GENAR Araştırma Danışmanlık Eğitim Başkanı İhsan Aktaş da aday olsaydı Demirtaş’ın yüzde 8 oy alabileceğini seçimlerden sonra DEM Parti’nin bu adımının daha net analiz edilebileceğini söyledi.
Başak Demirtaş, 21 Ocak’ta eşi Selahattin Demirtaş’la Edirne Cezaevi’nde görüştükten sonra partisi isterse 31 Mart yerel seçimleri için İstanbul Büyükşehir Belediye Başkanlığı adayı olabileceğini açıklamıştı.

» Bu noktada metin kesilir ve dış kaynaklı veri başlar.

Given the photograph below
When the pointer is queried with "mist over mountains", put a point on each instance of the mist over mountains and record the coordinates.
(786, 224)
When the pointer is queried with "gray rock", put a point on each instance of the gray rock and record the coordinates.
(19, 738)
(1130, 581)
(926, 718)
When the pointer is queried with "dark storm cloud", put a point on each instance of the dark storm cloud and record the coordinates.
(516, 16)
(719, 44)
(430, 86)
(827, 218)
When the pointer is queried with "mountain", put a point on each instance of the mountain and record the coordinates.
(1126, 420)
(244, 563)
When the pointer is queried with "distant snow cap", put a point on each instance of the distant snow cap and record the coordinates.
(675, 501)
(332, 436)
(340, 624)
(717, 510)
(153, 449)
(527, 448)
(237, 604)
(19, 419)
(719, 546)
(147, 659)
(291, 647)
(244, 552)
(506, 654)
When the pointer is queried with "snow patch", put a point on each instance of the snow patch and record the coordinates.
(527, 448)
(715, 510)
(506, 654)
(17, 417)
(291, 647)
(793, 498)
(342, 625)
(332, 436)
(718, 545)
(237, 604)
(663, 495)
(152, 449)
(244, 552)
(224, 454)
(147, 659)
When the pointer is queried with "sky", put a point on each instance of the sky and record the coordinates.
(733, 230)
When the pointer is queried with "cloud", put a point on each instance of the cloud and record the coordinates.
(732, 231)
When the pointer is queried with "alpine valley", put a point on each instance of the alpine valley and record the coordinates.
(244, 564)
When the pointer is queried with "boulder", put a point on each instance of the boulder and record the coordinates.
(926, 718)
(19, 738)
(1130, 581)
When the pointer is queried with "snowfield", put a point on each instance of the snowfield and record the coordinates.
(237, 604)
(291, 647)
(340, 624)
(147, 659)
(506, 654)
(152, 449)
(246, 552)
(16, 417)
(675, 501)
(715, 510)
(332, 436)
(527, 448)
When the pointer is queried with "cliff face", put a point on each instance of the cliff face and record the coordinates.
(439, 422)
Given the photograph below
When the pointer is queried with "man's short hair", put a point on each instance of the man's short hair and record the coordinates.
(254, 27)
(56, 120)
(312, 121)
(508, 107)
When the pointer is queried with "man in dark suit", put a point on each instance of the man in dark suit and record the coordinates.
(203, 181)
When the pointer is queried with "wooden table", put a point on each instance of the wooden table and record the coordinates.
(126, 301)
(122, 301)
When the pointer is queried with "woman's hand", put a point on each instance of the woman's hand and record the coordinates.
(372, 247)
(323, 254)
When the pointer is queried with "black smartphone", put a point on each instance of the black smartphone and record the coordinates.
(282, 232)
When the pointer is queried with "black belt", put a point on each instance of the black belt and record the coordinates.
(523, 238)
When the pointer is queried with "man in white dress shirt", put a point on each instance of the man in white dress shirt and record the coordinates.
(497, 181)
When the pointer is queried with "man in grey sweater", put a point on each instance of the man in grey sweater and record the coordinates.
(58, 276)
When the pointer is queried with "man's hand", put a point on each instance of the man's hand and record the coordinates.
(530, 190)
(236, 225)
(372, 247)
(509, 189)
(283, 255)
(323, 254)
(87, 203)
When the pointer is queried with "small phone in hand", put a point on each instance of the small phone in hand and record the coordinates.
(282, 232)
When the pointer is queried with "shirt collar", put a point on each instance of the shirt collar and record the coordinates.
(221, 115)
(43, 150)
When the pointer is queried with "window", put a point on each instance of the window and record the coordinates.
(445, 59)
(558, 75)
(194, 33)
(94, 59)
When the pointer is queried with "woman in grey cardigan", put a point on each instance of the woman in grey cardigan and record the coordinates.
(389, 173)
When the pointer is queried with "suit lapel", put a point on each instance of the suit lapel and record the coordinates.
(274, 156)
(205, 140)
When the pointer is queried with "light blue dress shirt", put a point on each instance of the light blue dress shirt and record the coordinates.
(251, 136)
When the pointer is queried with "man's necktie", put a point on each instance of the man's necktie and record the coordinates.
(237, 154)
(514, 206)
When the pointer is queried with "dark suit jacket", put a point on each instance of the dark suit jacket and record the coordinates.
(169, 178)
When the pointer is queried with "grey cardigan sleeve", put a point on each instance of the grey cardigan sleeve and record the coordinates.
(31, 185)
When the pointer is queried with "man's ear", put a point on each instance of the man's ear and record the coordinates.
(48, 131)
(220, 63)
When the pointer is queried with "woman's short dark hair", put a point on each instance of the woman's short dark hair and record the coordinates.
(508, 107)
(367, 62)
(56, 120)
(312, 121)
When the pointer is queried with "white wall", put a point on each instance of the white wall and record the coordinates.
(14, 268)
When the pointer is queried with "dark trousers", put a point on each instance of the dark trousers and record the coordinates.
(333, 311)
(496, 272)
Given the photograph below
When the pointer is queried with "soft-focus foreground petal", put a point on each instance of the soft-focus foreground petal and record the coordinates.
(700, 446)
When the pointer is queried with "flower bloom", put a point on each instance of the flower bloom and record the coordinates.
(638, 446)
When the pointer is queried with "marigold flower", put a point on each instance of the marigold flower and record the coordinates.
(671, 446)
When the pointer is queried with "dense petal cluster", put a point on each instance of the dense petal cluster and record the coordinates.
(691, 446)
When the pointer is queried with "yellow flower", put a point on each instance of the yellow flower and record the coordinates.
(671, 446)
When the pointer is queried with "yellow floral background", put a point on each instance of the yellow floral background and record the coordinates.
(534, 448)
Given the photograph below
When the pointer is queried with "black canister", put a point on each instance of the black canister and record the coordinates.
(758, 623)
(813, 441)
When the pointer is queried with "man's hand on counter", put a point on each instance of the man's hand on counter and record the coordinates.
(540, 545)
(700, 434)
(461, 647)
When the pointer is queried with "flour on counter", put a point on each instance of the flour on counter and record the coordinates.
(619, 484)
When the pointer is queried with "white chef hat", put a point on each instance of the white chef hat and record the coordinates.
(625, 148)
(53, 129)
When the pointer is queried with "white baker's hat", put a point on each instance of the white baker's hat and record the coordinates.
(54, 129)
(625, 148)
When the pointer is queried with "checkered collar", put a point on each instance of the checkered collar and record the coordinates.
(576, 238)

Bu açıklama Türkiye’nin gündemine oturdu ancak Halkların Eşitlik ve Demokrasi Partisi (DEM Parti) İBB için Meral Danış Beştaş ve Murat Çepni’yi aday gösterdi.
Özkiraz: Demirtaş, İmamoğlu’ndan memnun olmayanlardan oy alabilecek bir profildi
Avrasya Araştırma Şirketi’nin kurucusu Kemal Özkiraz, Dermirtaş’ın yerine Beştaş ve Çepni’nin aday gösterilmesini ve diğer adayların şanslarını şöyle değerlendirdi:
“DEM Parti adayının Başak Demirtaş olması beklentisi alında hem Kürt seçmenleri heyecanlandırıp bir beklentiye sokmuştu hem de özellikle de bir önceki seçimde TİP’e oy veren sosyalist CHP seçmenini heyecanlandırmıştı. Ekrem İmamoğlu yönetiminden çok da memnun olmayan ve İmamoğlu'nu sağa yatkın bir belediye başkanı ve siyasetçi olarak gören sol ve sosyal demokrat seçmenden oy alabilecek bir profildi Başak Demirtaş. Meral Danış Beştaş ise daha çok HDP'nin kendi ana kitlesinden oy alabilecek bir profil olarak görünüyor.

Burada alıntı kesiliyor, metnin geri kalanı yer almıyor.